En ocasiones, cuando los Estados Unidos lanzan algún cohete en misión a Marte, o a la Luna, o a esos mundos exteriores, dicen en los telediarios españoles que el artefacto en cuestión lleva algún componente «muy importante» que ha sido fabricado o desarrollado por científicos españoles.
Por supuesto que no pongo en duda ni que haya sido desarrollado por investigadores de aquí ni lo determinante de ciertos componentes. Pero en términos globales no es España quien lanza la misión espacial, ni son los españoles los que tienen el control total sobre el proyecto.

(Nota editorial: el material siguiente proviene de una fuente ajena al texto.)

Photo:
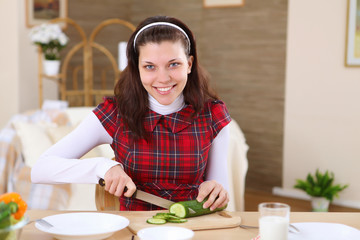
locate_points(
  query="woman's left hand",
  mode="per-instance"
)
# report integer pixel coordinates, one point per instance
(216, 193)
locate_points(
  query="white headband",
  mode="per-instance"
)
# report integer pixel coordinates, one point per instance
(161, 23)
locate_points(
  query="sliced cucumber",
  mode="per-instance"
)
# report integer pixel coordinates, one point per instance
(191, 208)
(179, 220)
(165, 214)
(156, 221)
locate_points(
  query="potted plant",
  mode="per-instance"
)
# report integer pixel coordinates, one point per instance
(51, 39)
(321, 188)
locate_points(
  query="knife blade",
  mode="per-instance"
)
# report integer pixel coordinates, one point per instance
(147, 197)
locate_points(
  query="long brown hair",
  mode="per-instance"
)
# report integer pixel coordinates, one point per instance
(132, 98)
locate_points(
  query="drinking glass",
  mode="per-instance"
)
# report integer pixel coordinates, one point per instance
(274, 221)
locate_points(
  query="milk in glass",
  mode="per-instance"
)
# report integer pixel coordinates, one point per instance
(274, 228)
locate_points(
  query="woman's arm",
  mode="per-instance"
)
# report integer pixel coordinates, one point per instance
(217, 183)
(61, 163)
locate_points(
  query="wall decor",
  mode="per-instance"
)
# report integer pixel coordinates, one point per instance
(352, 56)
(42, 11)
(223, 3)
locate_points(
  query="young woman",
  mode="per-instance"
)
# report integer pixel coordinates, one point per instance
(167, 128)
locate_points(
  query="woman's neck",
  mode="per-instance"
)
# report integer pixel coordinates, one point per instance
(175, 106)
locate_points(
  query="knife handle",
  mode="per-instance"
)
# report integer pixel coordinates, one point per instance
(102, 183)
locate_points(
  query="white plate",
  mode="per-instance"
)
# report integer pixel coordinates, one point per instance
(84, 225)
(328, 231)
(165, 233)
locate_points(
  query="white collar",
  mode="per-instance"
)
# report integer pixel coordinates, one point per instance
(175, 106)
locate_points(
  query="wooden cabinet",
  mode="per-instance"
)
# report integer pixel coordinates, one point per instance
(69, 74)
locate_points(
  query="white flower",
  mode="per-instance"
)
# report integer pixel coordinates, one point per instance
(45, 33)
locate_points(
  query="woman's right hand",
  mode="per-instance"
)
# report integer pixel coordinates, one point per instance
(116, 180)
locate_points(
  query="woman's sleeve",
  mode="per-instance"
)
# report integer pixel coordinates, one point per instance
(61, 163)
(220, 116)
(217, 167)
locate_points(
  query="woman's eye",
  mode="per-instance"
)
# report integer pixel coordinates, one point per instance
(149, 67)
(174, 64)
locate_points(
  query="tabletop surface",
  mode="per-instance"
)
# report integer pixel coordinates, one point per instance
(247, 218)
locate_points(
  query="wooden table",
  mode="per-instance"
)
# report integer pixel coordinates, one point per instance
(248, 218)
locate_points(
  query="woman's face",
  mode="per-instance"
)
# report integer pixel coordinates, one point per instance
(164, 68)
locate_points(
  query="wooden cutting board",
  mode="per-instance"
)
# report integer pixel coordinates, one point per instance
(223, 219)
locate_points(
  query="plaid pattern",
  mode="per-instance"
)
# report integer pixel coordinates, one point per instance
(173, 163)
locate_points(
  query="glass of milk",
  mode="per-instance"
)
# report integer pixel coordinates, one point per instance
(274, 221)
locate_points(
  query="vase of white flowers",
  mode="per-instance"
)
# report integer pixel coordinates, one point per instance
(51, 39)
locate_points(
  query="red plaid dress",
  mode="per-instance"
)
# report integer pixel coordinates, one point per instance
(172, 165)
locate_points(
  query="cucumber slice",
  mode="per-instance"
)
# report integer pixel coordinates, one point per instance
(179, 220)
(182, 209)
(156, 221)
(165, 214)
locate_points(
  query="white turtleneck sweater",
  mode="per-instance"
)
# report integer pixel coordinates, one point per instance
(61, 163)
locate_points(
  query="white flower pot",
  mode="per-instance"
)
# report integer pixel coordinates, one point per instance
(51, 67)
(320, 204)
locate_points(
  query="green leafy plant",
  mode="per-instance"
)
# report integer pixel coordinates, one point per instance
(320, 185)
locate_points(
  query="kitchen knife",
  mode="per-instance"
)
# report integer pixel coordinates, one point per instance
(147, 197)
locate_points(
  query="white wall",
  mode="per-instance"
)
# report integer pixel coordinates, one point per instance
(9, 59)
(322, 102)
(18, 64)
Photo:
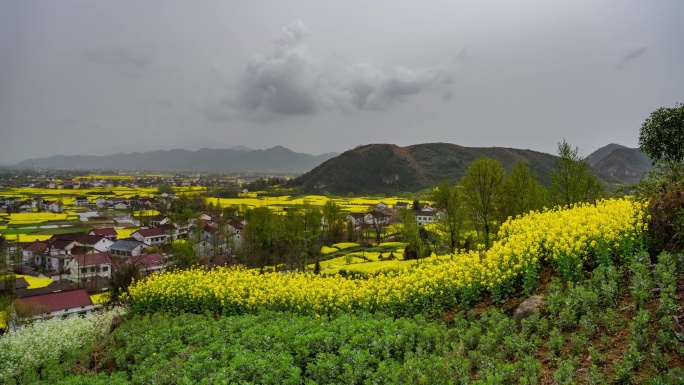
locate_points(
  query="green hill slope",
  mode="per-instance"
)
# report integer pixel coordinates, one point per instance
(388, 168)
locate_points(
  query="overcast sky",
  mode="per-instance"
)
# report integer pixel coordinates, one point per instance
(100, 77)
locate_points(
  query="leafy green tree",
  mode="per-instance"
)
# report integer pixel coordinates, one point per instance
(259, 237)
(184, 254)
(522, 191)
(662, 138)
(335, 222)
(451, 214)
(122, 278)
(410, 233)
(662, 135)
(482, 186)
(572, 180)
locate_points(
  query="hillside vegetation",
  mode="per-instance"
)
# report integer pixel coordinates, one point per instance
(610, 314)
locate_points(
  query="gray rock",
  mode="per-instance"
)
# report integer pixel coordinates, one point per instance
(527, 308)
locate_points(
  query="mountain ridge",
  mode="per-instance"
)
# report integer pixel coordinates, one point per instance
(275, 159)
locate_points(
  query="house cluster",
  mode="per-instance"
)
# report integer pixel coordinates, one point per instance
(382, 215)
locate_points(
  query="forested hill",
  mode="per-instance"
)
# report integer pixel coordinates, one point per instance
(388, 168)
(626, 165)
(276, 159)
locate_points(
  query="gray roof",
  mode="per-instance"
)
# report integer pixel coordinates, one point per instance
(125, 245)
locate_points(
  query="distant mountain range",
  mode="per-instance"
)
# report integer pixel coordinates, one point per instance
(625, 165)
(387, 168)
(238, 159)
(369, 169)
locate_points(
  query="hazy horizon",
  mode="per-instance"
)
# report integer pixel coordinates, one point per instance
(89, 78)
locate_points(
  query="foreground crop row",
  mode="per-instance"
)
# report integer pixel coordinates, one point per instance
(571, 240)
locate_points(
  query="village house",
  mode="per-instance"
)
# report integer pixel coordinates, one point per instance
(107, 232)
(63, 304)
(234, 228)
(158, 220)
(52, 206)
(85, 267)
(151, 237)
(55, 263)
(357, 219)
(149, 263)
(424, 217)
(174, 230)
(82, 201)
(126, 248)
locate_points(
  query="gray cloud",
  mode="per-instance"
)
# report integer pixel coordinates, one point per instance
(630, 52)
(292, 80)
(128, 60)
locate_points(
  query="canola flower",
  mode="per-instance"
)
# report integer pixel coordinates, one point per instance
(560, 237)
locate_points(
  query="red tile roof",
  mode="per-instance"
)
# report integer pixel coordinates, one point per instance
(153, 232)
(36, 247)
(61, 244)
(70, 236)
(105, 231)
(149, 260)
(59, 301)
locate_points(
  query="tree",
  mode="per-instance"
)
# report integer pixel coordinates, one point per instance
(184, 254)
(335, 220)
(416, 247)
(482, 184)
(122, 278)
(451, 214)
(662, 135)
(522, 192)
(662, 138)
(572, 180)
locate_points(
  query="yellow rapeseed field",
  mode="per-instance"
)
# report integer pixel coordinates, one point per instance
(36, 283)
(562, 238)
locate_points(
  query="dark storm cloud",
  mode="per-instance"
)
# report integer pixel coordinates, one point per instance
(631, 52)
(292, 80)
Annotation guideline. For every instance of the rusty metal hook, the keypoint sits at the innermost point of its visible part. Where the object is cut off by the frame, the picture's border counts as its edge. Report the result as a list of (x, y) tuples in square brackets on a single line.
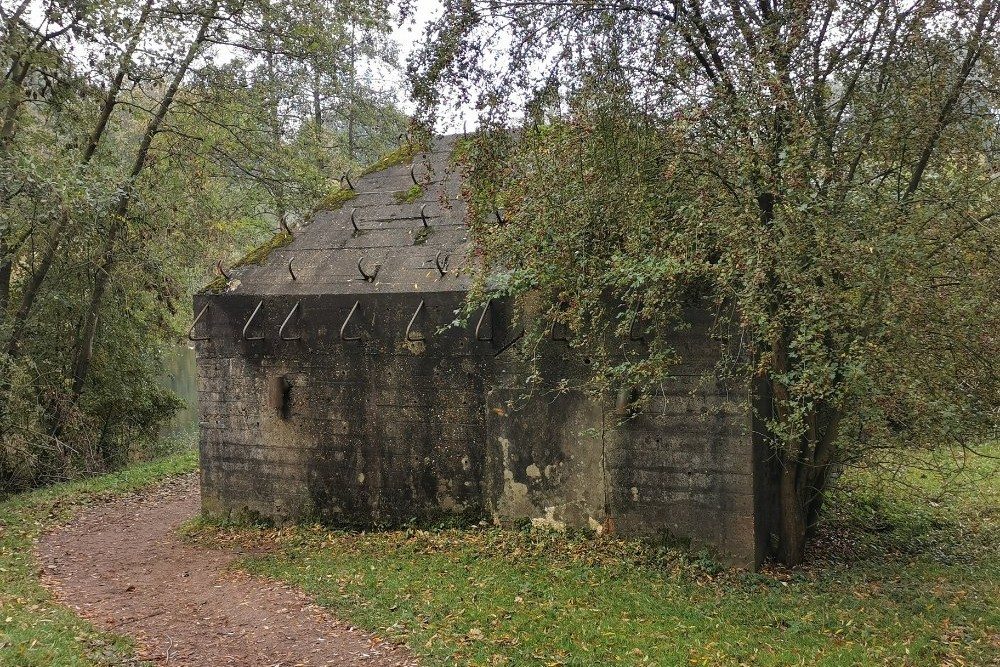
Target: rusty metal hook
[(437, 263), (413, 319), (506, 346), (260, 304), (288, 318), (191, 335), (366, 276), (343, 326), (479, 324)]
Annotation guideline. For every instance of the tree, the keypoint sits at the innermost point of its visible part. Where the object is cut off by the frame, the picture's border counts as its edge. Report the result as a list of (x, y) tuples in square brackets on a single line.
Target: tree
[(825, 171), (139, 146)]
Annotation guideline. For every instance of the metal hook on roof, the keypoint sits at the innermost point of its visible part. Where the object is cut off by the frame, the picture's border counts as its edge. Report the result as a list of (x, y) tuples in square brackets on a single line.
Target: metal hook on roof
[(479, 324), (368, 277), (343, 326), (288, 318), (191, 335), (413, 319), (506, 346), (253, 315)]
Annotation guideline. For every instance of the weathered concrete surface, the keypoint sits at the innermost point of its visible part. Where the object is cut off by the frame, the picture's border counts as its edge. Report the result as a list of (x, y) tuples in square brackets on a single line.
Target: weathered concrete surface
[(682, 466), (381, 430)]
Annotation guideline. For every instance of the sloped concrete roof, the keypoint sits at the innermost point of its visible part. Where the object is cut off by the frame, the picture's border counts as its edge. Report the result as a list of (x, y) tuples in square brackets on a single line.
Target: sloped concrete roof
[(324, 255)]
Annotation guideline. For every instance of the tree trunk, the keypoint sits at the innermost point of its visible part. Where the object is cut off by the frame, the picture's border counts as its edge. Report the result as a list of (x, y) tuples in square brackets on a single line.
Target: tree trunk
[(792, 533), (85, 350), (804, 462)]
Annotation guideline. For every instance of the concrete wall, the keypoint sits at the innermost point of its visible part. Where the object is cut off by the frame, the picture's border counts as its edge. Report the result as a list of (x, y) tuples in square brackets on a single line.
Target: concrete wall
[(379, 432), (682, 466), (368, 432)]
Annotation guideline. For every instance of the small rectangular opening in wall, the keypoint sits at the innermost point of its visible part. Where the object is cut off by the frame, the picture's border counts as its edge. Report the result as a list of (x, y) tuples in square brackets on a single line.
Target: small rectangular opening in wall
[(280, 395)]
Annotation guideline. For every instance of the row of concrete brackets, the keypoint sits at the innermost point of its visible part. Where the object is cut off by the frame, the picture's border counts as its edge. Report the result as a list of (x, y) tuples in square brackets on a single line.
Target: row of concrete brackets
[(409, 334)]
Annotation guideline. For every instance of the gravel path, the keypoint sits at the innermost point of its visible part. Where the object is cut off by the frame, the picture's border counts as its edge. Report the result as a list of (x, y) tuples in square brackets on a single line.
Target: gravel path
[(122, 566)]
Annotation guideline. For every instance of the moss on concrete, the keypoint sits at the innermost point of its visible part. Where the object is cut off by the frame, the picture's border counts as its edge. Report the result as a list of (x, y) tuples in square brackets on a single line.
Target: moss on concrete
[(421, 236), (409, 196), (401, 155), (335, 200)]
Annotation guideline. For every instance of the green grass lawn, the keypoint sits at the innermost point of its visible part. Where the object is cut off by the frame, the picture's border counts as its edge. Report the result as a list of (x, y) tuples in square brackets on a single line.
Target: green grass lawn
[(896, 579), (34, 630)]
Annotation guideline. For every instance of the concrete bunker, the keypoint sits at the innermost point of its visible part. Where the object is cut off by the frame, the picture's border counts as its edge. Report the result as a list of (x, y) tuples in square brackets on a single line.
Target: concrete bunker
[(331, 387)]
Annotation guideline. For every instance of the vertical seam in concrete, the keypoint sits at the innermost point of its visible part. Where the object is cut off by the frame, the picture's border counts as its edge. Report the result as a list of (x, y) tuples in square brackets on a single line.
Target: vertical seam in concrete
[(604, 462)]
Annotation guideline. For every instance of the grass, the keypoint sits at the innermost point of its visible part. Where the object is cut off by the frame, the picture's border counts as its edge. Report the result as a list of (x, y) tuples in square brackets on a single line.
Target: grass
[(895, 580), (34, 629)]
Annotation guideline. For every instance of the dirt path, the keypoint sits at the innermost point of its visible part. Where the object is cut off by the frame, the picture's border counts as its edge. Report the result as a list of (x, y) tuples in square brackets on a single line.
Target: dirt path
[(122, 566)]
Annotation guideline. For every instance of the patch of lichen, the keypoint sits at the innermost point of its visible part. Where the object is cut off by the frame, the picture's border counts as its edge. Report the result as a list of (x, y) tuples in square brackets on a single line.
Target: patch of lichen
[(260, 254), (401, 155), (462, 152), (335, 200), (422, 235), (409, 196)]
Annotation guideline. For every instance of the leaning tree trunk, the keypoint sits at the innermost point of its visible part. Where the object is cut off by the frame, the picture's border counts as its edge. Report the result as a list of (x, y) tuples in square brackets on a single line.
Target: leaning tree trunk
[(85, 350), (803, 462)]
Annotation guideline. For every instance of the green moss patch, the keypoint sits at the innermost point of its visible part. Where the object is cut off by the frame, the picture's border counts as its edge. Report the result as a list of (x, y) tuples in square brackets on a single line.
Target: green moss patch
[(260, 254), (409, 196), (422, 235), (401, 155), (335, 200)]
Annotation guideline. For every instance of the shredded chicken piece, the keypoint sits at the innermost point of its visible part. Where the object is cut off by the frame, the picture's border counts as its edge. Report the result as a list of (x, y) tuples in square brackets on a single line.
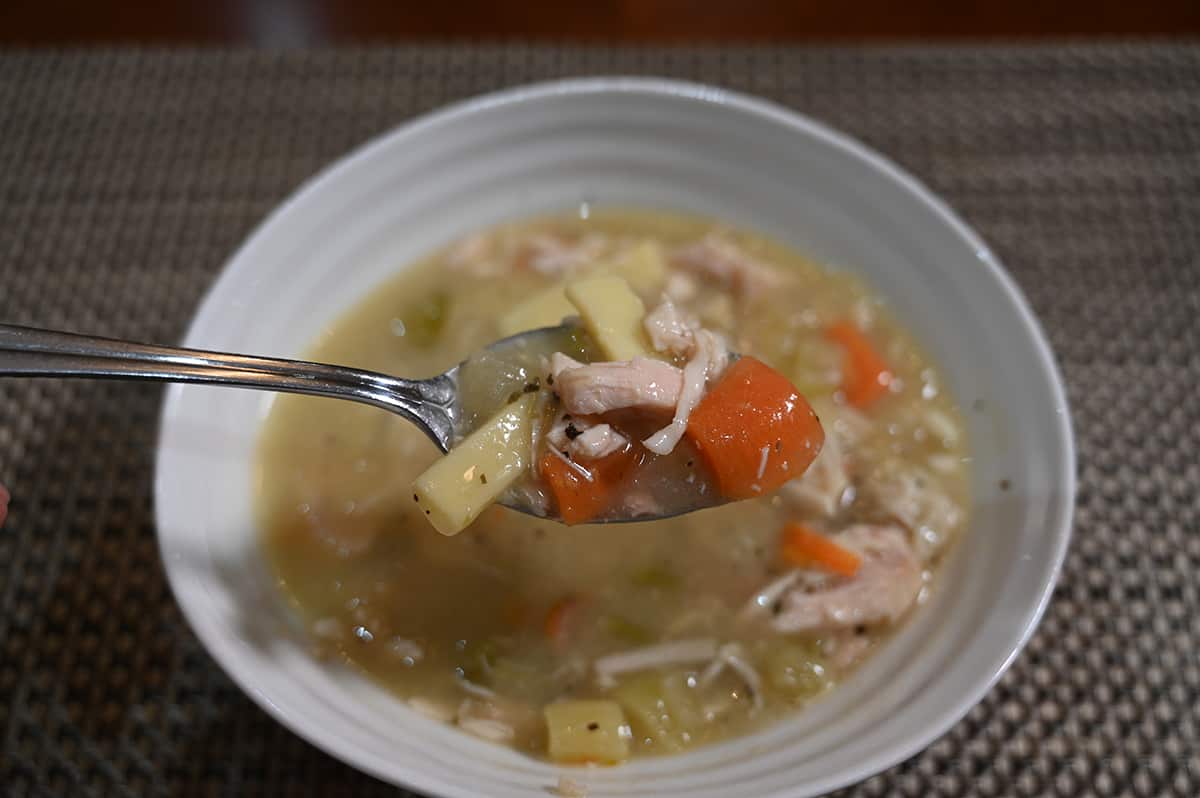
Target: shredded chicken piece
[(681, 287), (330, 629), (707, 363), (598, 388), (570, 789), (761, 601), (496, 731), (887, 585), (669, 330), (496, 719), (718, 257), (598, 442), (408, 651), (475, 689), (432, 709), (677, 652), (472, 255), (913, 497), (583, 439), (845, 649), (641, 503), (733, 657), (825, 489), (552, 256)]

Y sin embargo nos venden desde hace años la idea de que este país es importante porque participa en algo que no sabemos muy bien qué es. Pero siempre son anglosajones los proyectos.
¿Quiere decir esto que nuestros científicos sean menos capaces? Ni mucho menos. En mi modesta opinión lo son tanto o más que cualquier otro. Pero lo que falla es el sistema y la gestión que se hace endémicamente, al menos desde los últimos lustros, de la ciencia y la ingeniería en este país. Nuestros profesionales podrían estar desarrollando proyectos más importantes, y ser ellos mismos los que estuviesen en condiciones de decidir y dirigir esas misiones u otras en vez de participar de forma más que periférica en ellas. Pero ocurre lo que ya se decía en el Cantar de Mío Cid al referirse a don Rodrigo Díaz de Vivar: «Dios, qué buen vasallo, si tuviese buen señor».

En España el talento y la brillantez han estado siempre, aunque no siempre se han visto. Pero no por sus valedores, sino por los señores que más o menos ineptamente han estado sometidos al yugo de fuera y se miden en el juicio de la prensa anglosajona para evaluar su prestigio. Del mismo modo que dependen del turismo británico para sobrevivir.

Cuando los gobernantes han sido buenos, el talento siempre ha respondido. ¿Cómo pudo un país pasar de la Edad Media y las guerras intestinas a conquistar todo un continente creando ciudades, leyes de defensa de los indios, gramáticas de las lenguas americanas, erigiendo universidades y ampliando lo que conocemos como civilización occidental allende los mares? De no haber dominado y desarrollado los mayores avances científicos de su época habría sido tarea imposible. De no disponer de las mejores tecnologías de la época, no podrían haberlo hecho. Y eso se desarrolló aquí. Y nuestros antepasados, con todas sus luces y sombras, lo lograron. Pero tenían buenos gobernantes. La máquina estaba perfectamente engrasada, y por lo tanto, funcionaba.
Ahora se llenan la boca hablando de que ésta «es la mejor época de nuestra historia» cuando en realidad, en términos globales este país pasa sin pena ni gloria, y con el país, lo que es más duro y triste: sus habitantes que somos nosotros.

No seré yo quien exalte o critique el orgullo de pertenecer a una nación. Al fin y al cabo el orgullo o la deshonra debería ser la de pertenecer a una especie que es la humana, pues los estados y las potencias son un invento eternamente cambiante como otro cualquiera: menos malo que el Nuevo Orden Mundial, pero una herramienta de control al fin y al cabo.

Sin embargo los progresos que se fraguan en un territorio, más pronto que tarde acaban repercutiendo y beneficiando a quienes habitan en él. Y de ahí la importancia de estimular esos avances en materia de ciencia, salud y tecnología entre otras disciplinas importantes. De ahí que me queje y me lamente de la imagen tan ortopédica que se nos quiere vender para tapar unas carencias que no son las de los auténticos científicos, sino las de quienes a fin de cuentas determinan sus destinos como profesionales y no saben o no quieren estimularlos en beneficio del resto. Es decir: los gobernantes.

Tenemos talento, amigos. Para investigar vacunas y para lanzar robots al espacio. Para todo lo que nos propongamos. Pero lamentablemente tenemos muy poca habilidad para elegir y sostener a quienes deben coordinar y gestionar todo ese talento y todos esos recursos. Si no, a las pruebas me remito.

Feliz semana, y a más ver. Y muchísimas felicidades, Papá.